Local governments can help stabilize households to begin building a robust recovery. Some options include:
- Creating an outreach program to make sure people know about the public benefits that are available to them and how to apply;
- Identifying and filling in gaps for community residents still struggling to meet basic needs by providing cash and other emergency aid and direct assistance;
- Identifying other barriers that people may face such as outstanding debt for housing, utilities, the need for car repairs, limited access to food, auto insurance, and health coverage, and design creative programs to help people effectively address these issues;
- Partnering with local community organizations to ensure relief reaches communities with less information about or access to services, including immigrants, low-income neighborhoods, Kentuckians with disabilities and communities of color.

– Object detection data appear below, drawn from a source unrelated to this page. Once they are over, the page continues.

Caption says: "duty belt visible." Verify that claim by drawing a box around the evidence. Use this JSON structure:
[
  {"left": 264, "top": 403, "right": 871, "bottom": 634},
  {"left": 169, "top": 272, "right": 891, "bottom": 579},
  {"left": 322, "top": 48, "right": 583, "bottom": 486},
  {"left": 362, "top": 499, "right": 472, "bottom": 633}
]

Stabilizing local finances
The need to stabilize government finances and replace lost tax revenue will vary significantly from community to community depending on the tax base, employment loss and other factors. Since local governments provide essential services directly or by contracting with local providers, restoration of those services and capabilities is crucial to local recovery.
Making strategic investments for the future
Local Recovery Funds provide the opportunity to identify and pilot transformative investments that have a long-term impact on the conditions for communities to be healthy and weather crises. With an emphasis on addressing the greatest disparities for the most positive impact, potential directions include:
- As an alternative to policing, human-centered approaches to mental health and to substance use disorders like crisis intervention teams, increased use of social workers and behavioral health professionals, school-based social services and comprehensive support systems that can help communities become healthier and safer;
- Investments in housing services to support healthy living environments, remediation of lead paint and other hazards, and evidence-based community intervention programs;
- Equity-enhancing infrastructure projects that build off of state investment to further address affordability and health-related physical infrastructure challenges, including ways to make broadband not just accessible but also affordable and investments that are needed to make drinking water affordable to people with low incomes and safe from lead and other environmental toxins.
Local Recovery Funds provide Kentucky’s local governments with a unique and unprecedented opportunity to both recover from COVID-19 and build shared prosperity. The decisions and plans made now by the governing bodies of our cities and counties about how to invest Local Recovery Funds over the next three years will be instrumental in determining which direction our Commonwealth moves for generations to come.